Présentement, je ne vois aucune apparence d’un commencement d’évolution sociale qui nous acheminerait de l’universelle polygamie, d’usage surtout masculin, à des vertus de commune monogamie, d’idéalisme féminin. Si l’homme doit rester polygame, est-ce à dire que la femme soit condamnée à se jeter, à son tour, en cette périlleuse aventure ? Dans l’intérêt de tous, il serait préférable que trop de risques de déchéance lui fussent épargnés. Mieux vaut la voir aspirer trop haut, même sans justification suffisante, que de la réduire, par la force de l’exemple, aux extrémités de l’abaissement[1].
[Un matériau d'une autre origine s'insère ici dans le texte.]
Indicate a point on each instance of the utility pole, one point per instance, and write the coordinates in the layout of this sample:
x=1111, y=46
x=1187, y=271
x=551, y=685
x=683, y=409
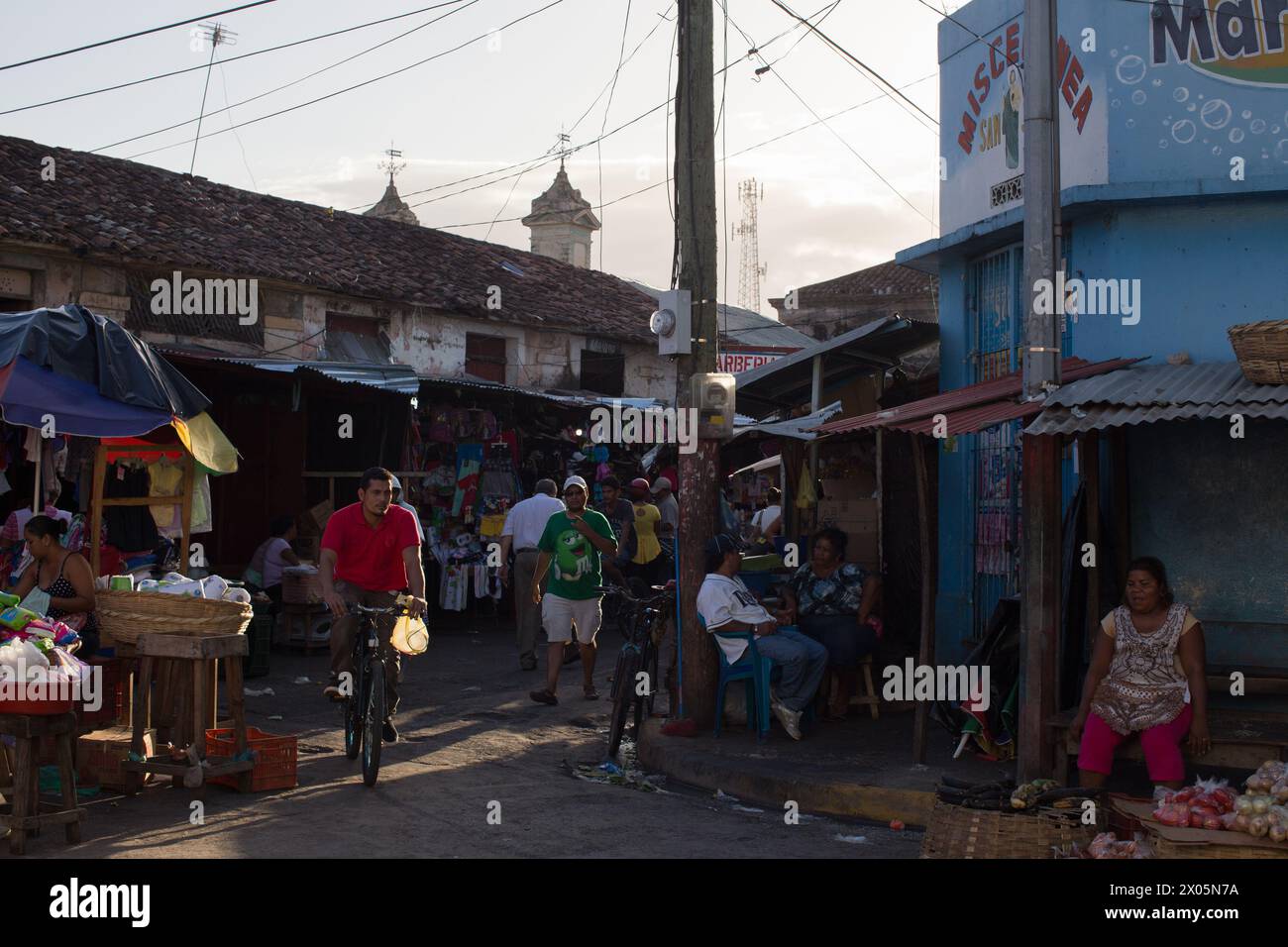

J’ai parlé de la femme, notoire exemple de faiblesse, parce que — pour ce qui la concerne — l’abus de la puissance virile est d’évidence, même en des temps de civilisation. Puisqu’on ne peut contester l’inégalité des forces individuelles procédant d’évolutions organiques diversement déterminées, il faudrait, pour la paix des âmes, que le plus faible eût toujours tort, et le plus fort toujours raison. Ce serait rassurant, si les rôles, parfois, ne venaient à s’intervertir. Tel qui a eu discrètement le malheur d’abuser, connaîtra quelque jour, de bonne ou de mauvaise grâce, la cruelle résignation dont les victimes sont réduites à se parer. Il ne manquera point d’appel à la justice des hommes et du Ciel. Hélas ! Les Dieux sont sourds, et les juges, n’étant que des hommes, se laisseront glisser sur la pente des Dieux.

Il n’y a pas de justice, dans l’objectivité du monde. Il y a des luttes de forces où la plus grande l’emporte nécessairement sur la moindre. Notre fonction est de nous en accommoder, en cherchant, selon le cas, des dispositions de forces plus proches d’une passagère équité. Notre justice humaine ne nous en est que plus précieuse — ne nous offrant que des éclairs de relativité.

Pascal a dit et répété là-dessus de profondes paroles. « Sans doute l’égalité des biens est juste, mais ne pouvant faire qu’il soit force d’obéir à la justice, on a fait qu’il soit juste d’obéir à la force, afin que le juste et le fort fussent ensemble et que la

  1. Je suis bien obligé de reconnaître que l’apparition de l’enfant pousse l’homme à la polygamie, comme la femme à la monogamie. Il ne peut y avoir de conciliation, semble-t-il, que dans l’amendement de l’époux.